Selon une source policière, Namissa Diawara a profité du sommeil de son mari dans la nuit du 7 août, à Nafadji, commune I, pour le frapper violemment avec une hache dans la tête. Le pauvre Silamaka Sacko tentera de se relever mais tombe, abasourdi par le coup qu’il a reçu. Namissa Diawara a complété son forfait en lui infligeant un nouveau coup. Poursuivant son travail pervers, l’épouse perverse a déterré une couverture en plastique puis s’est occupée de couper le corps en trois parties pour les envelopper dans des sacs vides.
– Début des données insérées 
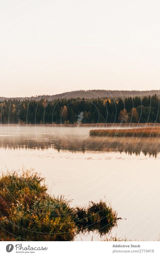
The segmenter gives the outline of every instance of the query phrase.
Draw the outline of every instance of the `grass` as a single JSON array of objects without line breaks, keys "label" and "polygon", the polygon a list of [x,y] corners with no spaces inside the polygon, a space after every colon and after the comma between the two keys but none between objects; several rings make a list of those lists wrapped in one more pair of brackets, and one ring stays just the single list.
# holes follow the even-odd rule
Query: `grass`
[{"label": "grass", "polygon": [[0,177],[0,238],[2,241],[68,241],[80,232],[106,234],[119,218],[100,200],[74,207],[50,194],[45,179],[33,170]]},{"label": "grass", "polygon": [[131,129],[99,129],[91,130],[89,135],[92,136],[110,136],[116,137],[160,137],[160,127],[153,126],[152,127]]}]

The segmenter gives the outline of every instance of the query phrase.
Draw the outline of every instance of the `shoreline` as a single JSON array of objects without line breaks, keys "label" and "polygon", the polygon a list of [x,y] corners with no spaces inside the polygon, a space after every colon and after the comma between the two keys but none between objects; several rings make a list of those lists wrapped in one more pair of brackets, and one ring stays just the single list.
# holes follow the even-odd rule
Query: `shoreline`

Elle a ensuite transporté le corps de son mari à Daoudabougou, dans la Commune V du District de Bamako, où elle jettera les sacs dans une rivière.

Alors que les parents et collaborateurs de la victime, intrigués par sa disparition, se sont mis à sa recherche, sa femme, de son côté, s’est murée dans des réponses évasives. Après une déclaration de disparition dans le 17e arrondissement, le commissaire de division, Seydou Coulibaly, a immédiatement ouvert une enquête pour éclaircir l’affaire. Sans perdre de temps, une équipe d’enquêteurs a été constituée, dirigée par le commissaire de police adjoint, Adama Kita Diallo, assisté de la commissaire en formation, Aïssata Soumountera. Après avoir alerté la chaîne d’information le 8 novembre, l’enquête a abouti à l’inculpation de l’épouse de Silamakan Sacko pour le meurtre de son mari.

Conduite au commissariat et sommairement interrogée, elle a avoué, avant de conduire les enquêteurs au bord de la rivière où elle a froidement jeté le corps de son mari. Soumise pour des raisons judiciaires au Procureur de la République I du District de Bamako, à l’issue de l’enquête, Namissa Diawara a été accusée de  » meurtre  » et placé sous le Mandat de Dépositaire.